Government Should Restore Protections for Vulnerable Children
Government Should Restore Protections for Vulnerable Children

Labour’s Children’s Services spokesperson, Cllr Martin Donaghy, is calling on Bolton Council to put pressure on the Government to restore immediately safeguards to vulnerable children that were severely weakened when lock down began.

Responding to serious concerns expressed by the Children’s Commissioner, Cllr Donaghy said “ I’ve contacted the relevant officers at the Council to express my deep concern about the relaxation of the rules and the effect this could have on vulnerable Bolton children.

“The changes, which have been described as ‘unjustified’ by the Children’s Commissioner, means that children across the UK are now less protected than they were 60 years ago, including from sexual abuse.

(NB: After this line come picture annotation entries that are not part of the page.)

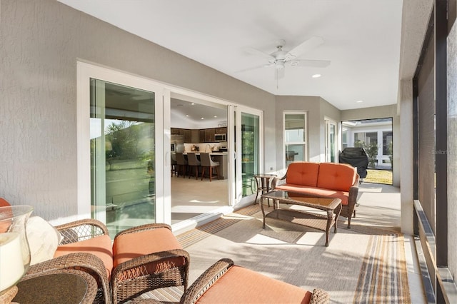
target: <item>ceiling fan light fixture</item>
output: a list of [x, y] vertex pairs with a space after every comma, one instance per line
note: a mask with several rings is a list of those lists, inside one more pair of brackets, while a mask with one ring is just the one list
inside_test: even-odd
[[282, 70], [284, 69], [284, 61], [282, 60], [276, 61], [276, 64], [275, 65], [276, 70]]

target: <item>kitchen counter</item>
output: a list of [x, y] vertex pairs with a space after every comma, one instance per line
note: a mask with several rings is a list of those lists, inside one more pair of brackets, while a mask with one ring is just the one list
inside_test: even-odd
[[[174, 153], [175, 152], [172, 152]], [[195, 152], [183, 152], [184, 155], [187, 155], [188, 153], [194, 153], [195, 155], [200, 155], [201, 153], [205, 153], [204, 151], [195, 151]], [[228, 177], [228, 161], [227, 160], [227, 156], [228, 152], [211, 152], [209, 155], [211, 156], [214, 161], [219, 162], [219, 179], [224, 179]]]
[[[208, 153], [204, 151], [192, 151], [192, 152], [183, 152], [183, 154], [186, 155], [188, 153], [194, 153], [196, 155], [200, 155], [201, 153]], [[211, 155], [227, 155], [228, 152], [211, 152]]]

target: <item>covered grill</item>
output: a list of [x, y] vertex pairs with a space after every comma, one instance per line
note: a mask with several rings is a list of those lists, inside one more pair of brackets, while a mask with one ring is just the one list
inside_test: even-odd
[[361, 178], [366, 177], [366, 168], [368, 166], [368, 156], [363, 148], [345, 148], [339, 155], [340, 163], [348, 163], [357, 168]]

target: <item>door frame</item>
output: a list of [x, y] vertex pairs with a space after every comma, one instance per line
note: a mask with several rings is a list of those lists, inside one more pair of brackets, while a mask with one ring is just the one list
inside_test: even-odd
[[[258, 174], [263, 173], [264, 172], [263, 168], [263, 111], [261, 110], [249, 108], [246, 106], [236, 106], [233, 107], [232, 113], [234, 116], [233, 123], [236, 123], [235, 126], [235, 134], [230, 138], [232, 141], [232, 146], [235, 146], [235, 153], [233, 161], [236, 159], [242, 159], [242, 147], [241, 147], [241, 113], [246, 113], [248, 114], [255, 115], [258, 116], [258, 148], [261, 151], [258, 155]], [[238, 123], [239, 122], [239, 123]], [[231, 126], [233, 128], [233, 124]], [[234, 142], [235, 136], [238, 138], [236, 142]], [[243, 197], [243, 176], [242, 176], [242, 161], [239, 161], [235, 168], [236, 172], [234, 176], [236, 178], [235, 181], [234, 187], [234, 201], [235, 204], [238, 206], [243, 206], [251, 203], [251, 198], [255, 193], [251, 196]]]
[[[166, 196], [164, 181], [168, 173], [164, 166], [166, 148], [164, 146], [164, 94], [163, 84], [151, 79], [132, 75], [112, 69], [96, 66], [82, 61], [76, 61], [77, 93], [76, 93], [76, 126], [77, 126], [77, 202], [79, 218], [91, 218], [91, 157], [90, 157], [90, 78], [119, 83], [154, 92], [155, 96], [155, 138], [156, 151], [156, 218], [157, 223], [164, 223], [165, 201]], [[169, 173], [168, 174], [169, 175]]]

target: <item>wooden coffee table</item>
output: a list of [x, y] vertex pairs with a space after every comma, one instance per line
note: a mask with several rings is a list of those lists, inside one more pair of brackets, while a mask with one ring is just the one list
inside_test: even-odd
[[[274, 208], [273, 211], [266, 214], [263, 209], [264, 198], [271, 198]], [[281, 203], [323, 210], [327, 212], [327, 215], [301, 210], [281, 209], [279, 205]], [[328, 246], [328, 233], [332, 226], [334, 226], [334, 233], [336, 233], [336, 223], [341, 212], [341, 200], [339, 198], [311, 197], [296, 192], [283, 191], [273, 191], [262, 194], [260, 206], [263, 216], [263, 229], [266, 218], [319, 229], [326, 232], [326, 247]]]

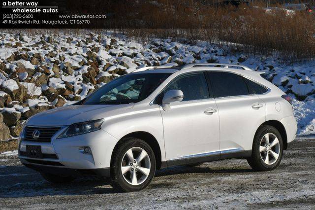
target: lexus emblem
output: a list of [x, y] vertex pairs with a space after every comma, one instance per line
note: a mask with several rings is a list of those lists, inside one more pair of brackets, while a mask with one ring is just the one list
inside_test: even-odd
[[40, 132], [38, 130], [35, 130], [33, 131], [33, 138], [36, 140], [39, 138], [39, 135], [40, 135]]

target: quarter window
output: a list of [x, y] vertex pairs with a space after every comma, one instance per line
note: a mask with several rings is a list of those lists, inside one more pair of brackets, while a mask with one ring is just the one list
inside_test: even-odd
[[207, 81], [203, 72], [181, 76], [171, 82], [163, 92], [165, 93], [170, 90], [183, 91], [183, 101], [210, 98]]
[[215, 98], [249, 95], [243, 77], [227, 72], [208, 72]]
[[252, 80], [244, 78], [245, 81], [248, 84], [249, 88], [252, 90], [253, 94], [262, 94], [267, 92], [268, 89], [260, 85], [257, 84], [256, 82], [253, 82]]

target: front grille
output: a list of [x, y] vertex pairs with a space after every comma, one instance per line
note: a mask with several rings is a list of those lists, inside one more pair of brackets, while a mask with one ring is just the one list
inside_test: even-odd
[[[24, 140], [33, 141], [50, 142], [53, 136], [59, 131], [61, 128], [61, 127], [38, 128], [27, 126]], [[39, 137], [38, 139], [34, 139], [33, 138], [33, 132], [36, 130], [39, 131]]]
[[[27, 156], [26, 152], [23, 152], [23, 151], [20, 151], [20, 155], [23, 156]], [[55, 154], [44, 154], [43, 153], [43, 158], [50, 158], [50, 159], [58, 159], [58, 157]]]
[[62, 164], [59, 162], [47, 161], [46, 160], [33, 160], [31, 159], [25, 159], [25, 160], [27, 161], [29, 163], [35, 163], [36, 164], [48, 165], [50, 166], [64, 166], [64, 165]]

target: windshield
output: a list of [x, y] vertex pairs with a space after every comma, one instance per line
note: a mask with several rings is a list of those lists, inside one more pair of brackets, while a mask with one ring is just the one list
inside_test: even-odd
[[104, 85], [87, 97], [82, 104], [119, 105], [139, 102], [148, 97], [170, 74], [126, 74]]

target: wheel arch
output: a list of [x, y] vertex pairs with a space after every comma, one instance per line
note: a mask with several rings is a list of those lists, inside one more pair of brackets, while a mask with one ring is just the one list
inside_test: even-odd
[[[117, 143], [116, 143], [113, 151], [115, 151], [116, 150], [118, 145], [119, 145], [119, 143], [124, 140], [125, 138], [130, 137], [141, 139], [147, 142], [148, 144], [151, 147], [156, 156], [157, 169], [159, 169], [161, 168], [162, 164], [161, 149], [157, 139], [150, 133], [145, 131], [137, 131], [128, 134], [123, 137], [117, 142]], [[111, 165], [112, 164], [111, 162], [112, 160], [113, 160], [113, 155], [114, 153], [112, 153], [111, 157]]]
[[[278, 130], [280, 133], [280, 135], [281, 135], [281, 137], [283, 140], [284, 149], [286, 149], [287, 148], [287, 137], [286, 136], [286, 131], [285, 131], [284, 126], [281, 122], [278, 120], [268, 120], [260, 125], [260, 126], [262, 125], [270, 125], [275, 127], [277, 130]], [[260, 126], [259, 126], [259, 127], [257, 129], [256, 133], [258, 132]]]

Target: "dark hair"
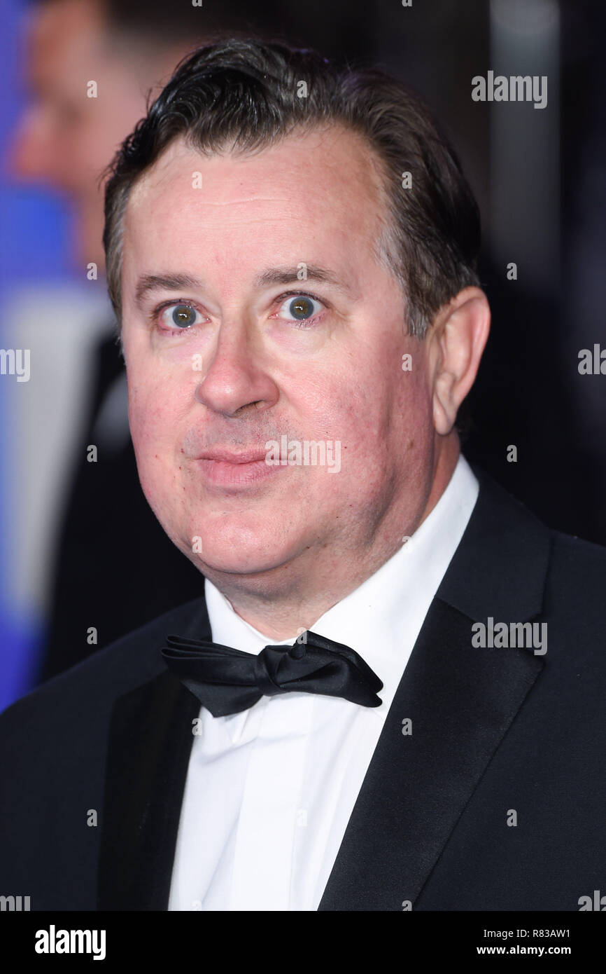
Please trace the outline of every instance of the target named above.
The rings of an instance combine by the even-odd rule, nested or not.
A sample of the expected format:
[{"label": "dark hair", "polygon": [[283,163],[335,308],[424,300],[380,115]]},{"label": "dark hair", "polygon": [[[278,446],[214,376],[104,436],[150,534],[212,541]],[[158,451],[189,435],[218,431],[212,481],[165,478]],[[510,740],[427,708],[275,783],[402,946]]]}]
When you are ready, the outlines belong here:
[{"label": "dark hair", "polygon": [[313,51],[255,39],[188,56],[109,168],[103,244],[118,319],[128,196],[174,138],[203,153],[251,152],[295,129],[330,124],[374,150],[389,213],[377,256],[402,285],[409,332],[423,337],[439,308],[479,282],[480,212],[455,153],[423,102],[384,72],[339,69]]}]

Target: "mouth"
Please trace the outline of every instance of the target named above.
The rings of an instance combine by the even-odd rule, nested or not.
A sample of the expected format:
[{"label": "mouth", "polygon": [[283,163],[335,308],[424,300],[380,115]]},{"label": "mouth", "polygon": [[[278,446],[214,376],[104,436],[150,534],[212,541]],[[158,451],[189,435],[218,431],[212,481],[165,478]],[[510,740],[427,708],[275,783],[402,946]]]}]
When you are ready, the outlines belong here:
[{"label": "mouth", "polygon": [[208,450],[195,461],[202,479],[224,488],[255,486],[275,476],[281,467],[266,463],[267,450]]}]

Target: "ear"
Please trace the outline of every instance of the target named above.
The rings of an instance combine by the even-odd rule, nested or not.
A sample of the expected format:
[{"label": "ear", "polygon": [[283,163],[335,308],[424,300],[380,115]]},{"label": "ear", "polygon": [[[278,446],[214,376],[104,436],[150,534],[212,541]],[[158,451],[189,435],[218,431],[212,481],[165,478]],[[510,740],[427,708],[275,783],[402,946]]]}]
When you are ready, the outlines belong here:
[{"label": "ear", "polygon": [[436,431],[452,430],[472,388],[488,332],[490,308],[480,287],[465,287],[436,315],[427,340]]}]

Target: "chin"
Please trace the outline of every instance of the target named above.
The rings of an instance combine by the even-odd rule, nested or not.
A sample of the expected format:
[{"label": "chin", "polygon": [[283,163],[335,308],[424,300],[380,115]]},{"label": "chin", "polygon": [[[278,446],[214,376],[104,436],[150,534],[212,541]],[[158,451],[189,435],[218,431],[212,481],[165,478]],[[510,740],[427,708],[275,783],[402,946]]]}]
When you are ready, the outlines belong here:
[{"label": "chin", "polygon": [[275,538],[246,540],[240,535],[237,540],[217,536],[209,539],[206,535],[202,536],[201,551],[190,551],[189,557],[203,575],[263,575],[284,565],[296,553],[296,545],[277,546]]}]

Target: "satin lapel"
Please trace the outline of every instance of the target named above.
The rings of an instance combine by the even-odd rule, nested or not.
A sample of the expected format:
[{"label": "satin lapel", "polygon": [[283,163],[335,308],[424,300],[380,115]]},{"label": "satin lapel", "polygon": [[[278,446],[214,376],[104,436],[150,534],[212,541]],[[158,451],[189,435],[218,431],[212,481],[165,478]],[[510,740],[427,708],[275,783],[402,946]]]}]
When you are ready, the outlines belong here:
[{"label": "satin lapel", "polygon": [[[510,617],[511,618],[511,617]],[[543,666],[524,649],[474,649],[470,618],[435,598],[319,910],[413,905]],[[412,733],[403,734],[410,718]]]},{"label": "satin lapel", "polygon": [[[166,623],[168,624],[168,623]],[[118,697],[108,731],[97,910],[166,910],[181,803],[199,701],[164,666],[172,632],[210,639],[203,599],[150,636],[157,676]]]},{"label": "satin lapel", "polygon": [[168,672],[121,696],[108,742],[97,910],[166,910],[199,702]]}]

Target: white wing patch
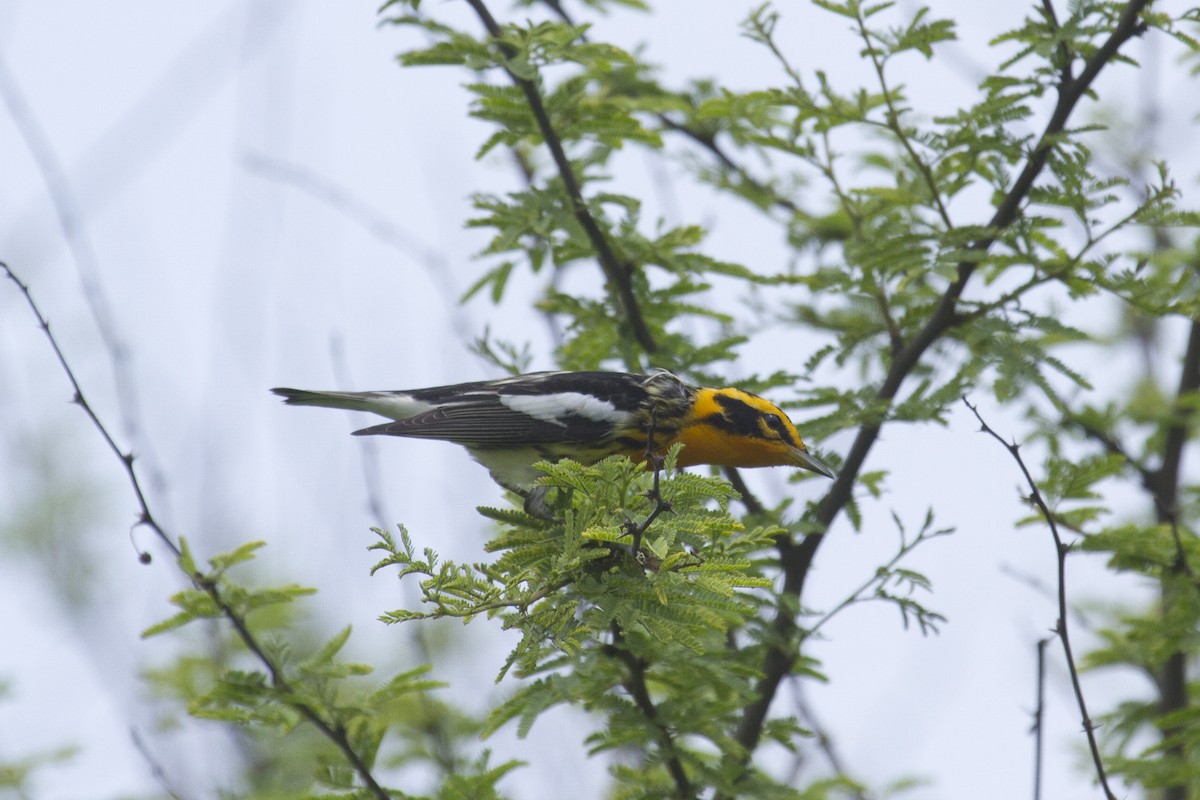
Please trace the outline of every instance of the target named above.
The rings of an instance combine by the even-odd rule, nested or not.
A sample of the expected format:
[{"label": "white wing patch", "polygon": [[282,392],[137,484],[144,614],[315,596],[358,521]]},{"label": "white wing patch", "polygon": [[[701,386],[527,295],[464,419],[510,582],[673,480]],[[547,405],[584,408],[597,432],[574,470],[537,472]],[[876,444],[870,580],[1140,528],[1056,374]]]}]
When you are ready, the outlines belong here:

“There seems to be little or no evidence to suggest that these protections needed to be relaxed in the first place; there was no parliamentary discussion and no consultation took place before the changes came in.

Decades of evolving legislation designed to protect young people were cast aside in a knee jerk decision.”

Martin added “Yes, we are living in difficult times, and yes staff also need to be protected from the virus, but some things are just not worth the risk, and the full force of the protection measures should be restored immediately.”


Labour MPs have forced a Commons debate on the controversy, protesting that ministers had “not produced any evidence” to show the relaxations are needed.


Some of the changes the Government is proposing:

* Allowing social workers to contact children living in care, or privately fostered, as soon as “reasonably practicable” – rather than within one week initially, and every six weeks for the year after that

* Relaxing requirements to review care plans – depriving children of the opportunity to raise concerns and have them independently scrutinised

* Allowing children to be locked up in care homes if they are showing symptoms of coronavirus – without, it is feared, clear guidance for monitoring this

* Scraping monthly independent visits to children’s homes – and twice-yearly Ofsted inspections – provided “reasonable endeavours are made”

* Removing the requirement for independent panels to approve foster carers and adoption placements

* Allowing local authorities to approve anyone as a temporary foster carer who meets requirements – rather than only someone connected to a child, such as friends or family.